The sentence was longer than the three and a half years prosecutors had demanded in the high-profile case which opened in April in the northern city of Lueneburg.
Groening on Tuesday seized a last opportunity to address the judges and said he was “very sorry” for his time stationed at the concentration camp. “No one should have taken part in Auschwitz,” he said, his voice wavering. “I know that. I sincerely regret not having lived up to this realisation earlier and more consistently.”
Defence attorney Hans Holtermann said he would review the verdict before deciding whether to appeal. But court observers said it was unlikely Groening, who was not in custody during the trial, would ever serve time in prison given his advanced age and deteriorating health.
A medical team will evaluate whether Groening is physically capable of withstanding incarceration, and any sentence would only begin after any appeals are heard, prosecution spokeswoman Kathrin Soefker said. “He can go home today as he normally would,” she said.

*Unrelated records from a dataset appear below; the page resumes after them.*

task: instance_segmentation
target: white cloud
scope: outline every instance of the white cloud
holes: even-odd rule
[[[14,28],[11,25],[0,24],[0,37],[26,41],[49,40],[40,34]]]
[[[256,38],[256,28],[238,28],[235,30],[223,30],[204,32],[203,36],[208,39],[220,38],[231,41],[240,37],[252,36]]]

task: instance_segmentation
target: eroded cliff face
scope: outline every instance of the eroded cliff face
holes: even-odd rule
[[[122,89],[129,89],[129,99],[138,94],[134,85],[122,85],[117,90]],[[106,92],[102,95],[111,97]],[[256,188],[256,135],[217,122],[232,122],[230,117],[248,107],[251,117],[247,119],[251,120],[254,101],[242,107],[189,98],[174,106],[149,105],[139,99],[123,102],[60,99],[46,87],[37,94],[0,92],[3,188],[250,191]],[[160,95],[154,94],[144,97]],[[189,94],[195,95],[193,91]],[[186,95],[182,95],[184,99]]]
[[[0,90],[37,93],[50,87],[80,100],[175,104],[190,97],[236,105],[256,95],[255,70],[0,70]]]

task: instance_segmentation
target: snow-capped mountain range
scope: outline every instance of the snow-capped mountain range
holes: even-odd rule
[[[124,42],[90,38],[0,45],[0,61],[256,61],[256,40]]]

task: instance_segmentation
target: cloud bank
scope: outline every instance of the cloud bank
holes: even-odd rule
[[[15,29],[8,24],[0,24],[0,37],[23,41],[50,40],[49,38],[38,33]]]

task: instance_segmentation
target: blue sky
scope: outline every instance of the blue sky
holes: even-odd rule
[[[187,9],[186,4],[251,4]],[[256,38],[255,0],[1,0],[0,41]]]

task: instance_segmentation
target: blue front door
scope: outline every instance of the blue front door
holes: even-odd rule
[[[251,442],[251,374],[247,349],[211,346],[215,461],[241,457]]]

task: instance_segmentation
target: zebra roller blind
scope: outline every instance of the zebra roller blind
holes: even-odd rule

Holocaust survivors and victims’ relatives who were co-plaintiffs welcomed the verdict as a “very late step toward justice”. “SS members such as Groening who took part in the murder of our families have created lifelong and unbearable suffering for us,” they said in a statement.
“Neither the criminal proceedings nor the words of the accused can alleviate this suffering. But it gives us satisfaction that now the perpetrators cannot evade prosecution as long as they live.” Some 1.1 million people, most of them European Jews, perished between 1940 and 1945 in the Auschwitz-Birkenau camp before it was liberated by Soviet forces.